Wednesday, August 30, 2017

Palmetto Releases a Jazz Tribute to Carl Sandburg

This past Friday Palmetto Records released an album whose full title is Matt Wilson’s Honey and Salt: Music Inspired by the Poetry of Carl Sandburg. Each of the eighteen tracks is an original composition based on one of Sandburg’s poems, organized into three “chapters,” grouped according to thematic content, and concluding with a two-track “Epilogue.” All of the compositions were by Wilson, who also plays drums in the performing combo:

Matt Wilson (photograph by John Abbott, courtesy of Braithwaite & Katz

The other members are Dawn Thomson (voice and guitar), Ron Miles (cornet), Jeff Lederer (reeds, harmonium, and voice), and Martin Wind (acoustic bass guitar). Those poems that are not sung are read by Wilson, Lederer, and seven “special guests,” who are (in order of “appearance”) Christian McBride, John Scofield, Jack Black, Bill Frisell, Rufus Reid, Joe Lovano, and Carla Bley. For the track based on “Fog,” which may be Sandburg’s best known (and probably shortest) poem, the “reader” is a recording of Sandburg’s own voice.
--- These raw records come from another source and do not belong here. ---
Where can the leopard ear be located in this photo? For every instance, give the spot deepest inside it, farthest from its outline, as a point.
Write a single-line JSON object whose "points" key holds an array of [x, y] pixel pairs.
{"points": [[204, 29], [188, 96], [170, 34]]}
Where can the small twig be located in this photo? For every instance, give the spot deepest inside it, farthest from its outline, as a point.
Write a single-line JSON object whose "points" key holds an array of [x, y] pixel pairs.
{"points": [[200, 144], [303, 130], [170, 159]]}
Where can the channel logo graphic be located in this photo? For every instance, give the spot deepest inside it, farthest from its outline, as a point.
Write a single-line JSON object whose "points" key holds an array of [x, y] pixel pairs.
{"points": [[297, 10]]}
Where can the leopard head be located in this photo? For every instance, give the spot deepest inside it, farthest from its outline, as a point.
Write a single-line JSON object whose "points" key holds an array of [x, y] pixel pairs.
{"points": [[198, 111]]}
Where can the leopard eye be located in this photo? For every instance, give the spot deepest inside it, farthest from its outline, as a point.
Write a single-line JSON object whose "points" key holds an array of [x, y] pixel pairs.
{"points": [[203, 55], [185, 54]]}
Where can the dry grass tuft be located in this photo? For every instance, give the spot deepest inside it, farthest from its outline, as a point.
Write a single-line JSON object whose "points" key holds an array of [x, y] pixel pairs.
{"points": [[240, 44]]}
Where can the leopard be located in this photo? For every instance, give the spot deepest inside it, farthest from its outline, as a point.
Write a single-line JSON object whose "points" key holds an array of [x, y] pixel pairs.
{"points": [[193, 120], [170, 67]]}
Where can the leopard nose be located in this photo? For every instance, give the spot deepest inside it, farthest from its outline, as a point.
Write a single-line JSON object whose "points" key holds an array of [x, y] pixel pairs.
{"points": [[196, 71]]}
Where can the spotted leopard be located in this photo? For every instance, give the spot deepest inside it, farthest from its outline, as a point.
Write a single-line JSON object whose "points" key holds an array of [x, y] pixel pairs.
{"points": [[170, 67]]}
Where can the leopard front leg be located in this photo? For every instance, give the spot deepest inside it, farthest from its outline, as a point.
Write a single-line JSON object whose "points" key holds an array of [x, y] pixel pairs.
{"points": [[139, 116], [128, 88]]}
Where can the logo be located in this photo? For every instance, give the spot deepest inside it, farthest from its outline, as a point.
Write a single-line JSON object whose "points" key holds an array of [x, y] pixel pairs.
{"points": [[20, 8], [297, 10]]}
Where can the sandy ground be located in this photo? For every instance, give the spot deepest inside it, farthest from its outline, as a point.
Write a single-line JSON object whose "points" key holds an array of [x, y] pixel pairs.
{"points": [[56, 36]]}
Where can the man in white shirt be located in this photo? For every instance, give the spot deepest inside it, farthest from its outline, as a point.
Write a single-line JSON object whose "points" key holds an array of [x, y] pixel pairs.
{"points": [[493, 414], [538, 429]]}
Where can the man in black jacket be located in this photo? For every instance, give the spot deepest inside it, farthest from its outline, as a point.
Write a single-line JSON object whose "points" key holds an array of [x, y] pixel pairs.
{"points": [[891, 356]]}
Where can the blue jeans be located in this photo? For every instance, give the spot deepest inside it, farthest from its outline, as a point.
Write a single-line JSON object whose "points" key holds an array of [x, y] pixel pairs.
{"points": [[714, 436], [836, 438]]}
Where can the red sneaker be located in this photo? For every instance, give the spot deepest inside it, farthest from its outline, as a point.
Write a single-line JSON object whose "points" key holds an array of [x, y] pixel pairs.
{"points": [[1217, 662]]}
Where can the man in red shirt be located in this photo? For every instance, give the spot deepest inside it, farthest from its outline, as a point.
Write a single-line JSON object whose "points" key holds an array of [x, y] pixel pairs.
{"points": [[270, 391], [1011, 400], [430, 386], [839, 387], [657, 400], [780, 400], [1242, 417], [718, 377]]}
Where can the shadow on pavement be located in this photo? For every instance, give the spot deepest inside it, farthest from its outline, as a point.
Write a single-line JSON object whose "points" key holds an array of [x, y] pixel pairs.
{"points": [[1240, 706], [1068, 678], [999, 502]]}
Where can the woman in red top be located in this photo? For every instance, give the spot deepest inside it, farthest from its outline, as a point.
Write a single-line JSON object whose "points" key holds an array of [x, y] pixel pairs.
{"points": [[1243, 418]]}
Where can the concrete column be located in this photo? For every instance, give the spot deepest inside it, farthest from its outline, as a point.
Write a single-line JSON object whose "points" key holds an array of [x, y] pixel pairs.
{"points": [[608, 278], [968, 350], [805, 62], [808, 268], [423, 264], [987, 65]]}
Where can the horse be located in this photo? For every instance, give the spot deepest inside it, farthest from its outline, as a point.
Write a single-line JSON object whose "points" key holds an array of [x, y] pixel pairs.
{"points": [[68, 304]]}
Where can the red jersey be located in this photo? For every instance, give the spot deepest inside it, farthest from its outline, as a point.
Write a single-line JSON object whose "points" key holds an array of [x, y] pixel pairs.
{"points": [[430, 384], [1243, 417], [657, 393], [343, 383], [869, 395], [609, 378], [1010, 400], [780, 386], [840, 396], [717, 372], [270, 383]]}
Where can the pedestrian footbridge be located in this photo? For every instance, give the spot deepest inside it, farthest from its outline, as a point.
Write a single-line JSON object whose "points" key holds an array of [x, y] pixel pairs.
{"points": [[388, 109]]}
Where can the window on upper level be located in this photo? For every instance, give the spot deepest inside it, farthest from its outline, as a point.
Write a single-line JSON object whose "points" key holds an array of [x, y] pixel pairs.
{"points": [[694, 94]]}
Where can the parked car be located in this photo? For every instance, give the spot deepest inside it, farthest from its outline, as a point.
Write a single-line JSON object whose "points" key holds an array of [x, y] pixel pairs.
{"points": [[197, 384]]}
Honey and Salt is the title of a volume of Sandburg’s poetry that was published in 1963. The poems collected in that volume were written between 1953 and 1963. In other words all of the poems were written after Sandburg’s reputation had been well established; and a Complete Poems volume had already been published in 1950! Honey and Salt was the last publication by Sandburg himself before his death on July 22, 1967; and Wilson planned this album in recognition of the 50th anniversary of the poet’s death. For the record, none of the poems from the Honey and Salt book appear on the Wilson recording.

This should not be held against Wilson. Sandburg was also a collector of folk music; so he had some very strong thoughts about differentiating text-for-speaking from text-for-reciting. Note that I did not write “text-for-reading” in that last sentence. Every poem in Honey and Salt lends itself to recitation, frequently in highly dramatic ways. One does does not pore over these texts for the subtleties of internal and external connections, as one would have to do in taking on, for example, T. S. Eliot’s Four Quartets. Indeed, because Honey and Salt has only 111 pages, one could imagine that the complete collection could be given a theatrical presentation.

On the other hand, because Sandburg did not write text-for-reading, clarity of delivery is essential to the presentation of any of his poems, including all those predecessors of the Honey and Salt volume that were selected by Wilson. It would be fair to say that all of the narrated tracks on the album are true to Sandburg’s voice; but, unfortunately, the same cannot be said of Thomson’s vocal work. One gets the impression that Thomson worked only from Wilson’s charts, meaning that she never took the trouble to read any of the poems she sang in a speaking voice, cultivating an inner sense of the subtleties in Sandburg’s approach to phrase structure.

As a result, the album, taken as a whole, is a disconcertingly uneven offering. Many of the tracks fire on all cylinders, and Wilson himself should be singled out for accompanying Sandberg’s own voice with drum phrases that impressively echoed the vocal sonorities. On the other hand too many of the tracks tend to get lost at the level of the specific words, obscuring the poetry itself for anyone encountering the text being set for the first time.